About time the big guns weighed in of the brexit side: Don't read this Fred, it will make you feel sick.
Everyone’s lining up against Brexit, but voters aren’t fooled
By
Liam Halligan
30 April 2016 • 4:47pm
British voters can decide whether the EU is working on June 23 Credit: Reuters
UK GDP grew by 0.4pc during the first three months of 2016, we learnt last week, down from 0.6pc the quarter before. “The threat of leaving the European Union is now weighing on our economy,” claimed Chancellor George Osborne.
The Bank of England is worried about “a fall in sterling due to fears of Brexit”, we’re repeatedly told, the latest Threadneedle Street intervention also warning of “a lower path for growth” if British voters have the audacity to leave the EU.
And if only “uncertainty” hadn’t been “heightened by the UK’s referendum on EU membership”, Janet Yellen opined last Wednesday, the mighty Federal Reserve might now be able to raise interest rates, helping the US central bank steer global markets away from dependence on emergency measures and back towards normality.
With Britain’s EU decision-day less than two months away, every official economic body now seems to be telling us Brexit would send the British economy to hell in a hand-basket – and even threat of Brexit is already doing untold damage.
So what if the UK referendum date wasn’t set until the end of February, most of the way through the first quarter, or growth also slowed across Asia and the US?

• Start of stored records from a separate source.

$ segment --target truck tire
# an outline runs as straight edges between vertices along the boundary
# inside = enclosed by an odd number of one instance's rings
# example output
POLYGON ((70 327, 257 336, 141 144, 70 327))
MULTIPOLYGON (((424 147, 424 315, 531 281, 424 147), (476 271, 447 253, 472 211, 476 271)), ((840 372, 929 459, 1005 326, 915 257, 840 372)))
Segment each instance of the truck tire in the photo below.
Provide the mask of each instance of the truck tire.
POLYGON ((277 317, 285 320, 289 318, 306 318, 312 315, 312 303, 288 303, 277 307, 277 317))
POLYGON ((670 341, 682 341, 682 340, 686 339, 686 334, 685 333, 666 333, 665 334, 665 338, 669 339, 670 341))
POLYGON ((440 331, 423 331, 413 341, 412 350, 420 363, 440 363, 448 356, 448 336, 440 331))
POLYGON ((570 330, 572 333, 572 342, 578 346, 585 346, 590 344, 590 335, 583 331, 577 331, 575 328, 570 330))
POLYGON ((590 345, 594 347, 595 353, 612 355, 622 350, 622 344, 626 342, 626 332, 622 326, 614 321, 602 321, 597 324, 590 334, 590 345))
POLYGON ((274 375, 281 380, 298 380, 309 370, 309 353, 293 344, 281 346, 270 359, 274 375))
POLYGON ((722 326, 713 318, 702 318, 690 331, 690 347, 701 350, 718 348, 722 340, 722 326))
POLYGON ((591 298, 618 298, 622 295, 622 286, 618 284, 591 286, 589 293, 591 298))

So what if sterling already fell 10pc against our main trading partners between December and March, has since staged a partial recovery, and is anyway on a long-term decline given repeated massive trade deficits and the doubling of the UK’s national debt.
So what, also, if many British exporters actually want a lower pound?
So what if the real reason the Fed doesn’t dare raise rates further, having told us in late-2015 to expect four increases this year, is that Western stock and bond prices are so pumped up on printed money, so dependent on the drip-feed of central bank largesse, that any move could send financial markets haywire?